Una terza direttrice prioritaria riguarda la riduzione delle disuguaglianze socio-economiche, gravemente accentuate negli ultimi decenni e che la pandemia ha ulteriormente aggravato. Queste disuguaglianze rimandano ancora a differenze estreme tra Paesi e aree del mondo, come conferma i dati sui redditi pro capite e sulle condizioni di povertà estrema (chi vive con meno di 5,5 dollari al giorno, vedi tabella): si va dall’86% circa del Kenya all’1,8% dell’Italia. Queste differenze fanno sempre più spesso riferimento a disuguaglianze all’interno delle nazioni, tra aree geografiche, tra città-campagna, persino tra zone limitrofe delle stesse città, anche nei Paesi a maggior sviluppo socio-economico – quindi anche nelle nostre città, nelle nostre parrocchie, nelle nostre comunità, dove quartieri marginali e famiglie in difficoltà sono a diretto contatto con zone residenziali di lusso.

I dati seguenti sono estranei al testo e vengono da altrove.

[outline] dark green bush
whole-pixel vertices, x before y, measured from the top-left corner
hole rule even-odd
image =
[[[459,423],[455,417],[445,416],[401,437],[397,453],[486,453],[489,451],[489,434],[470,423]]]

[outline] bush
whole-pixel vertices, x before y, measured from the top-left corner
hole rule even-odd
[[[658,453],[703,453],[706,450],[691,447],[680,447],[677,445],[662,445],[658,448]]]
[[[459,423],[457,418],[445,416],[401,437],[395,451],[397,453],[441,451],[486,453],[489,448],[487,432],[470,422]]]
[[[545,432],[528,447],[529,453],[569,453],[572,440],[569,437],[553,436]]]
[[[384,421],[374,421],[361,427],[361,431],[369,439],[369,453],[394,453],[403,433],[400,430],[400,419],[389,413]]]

Va infine ricordato che le politiche di contrasto alla povertà e di riduzione delle disuguaglianze possono e devono assumere una maggiore qualificazione ‘family friendly’, diventando più capaci di sostenere i nuclei con maggiori carichi di cura, contribuendo a prima di tutto a sostenere e valorizzare le loro capacità residue quando sono ancora in gioco, anziché intervenire, solo con sostegni monetari, quando ogni capacità residua è già stata bruciata da sfide insostenibili.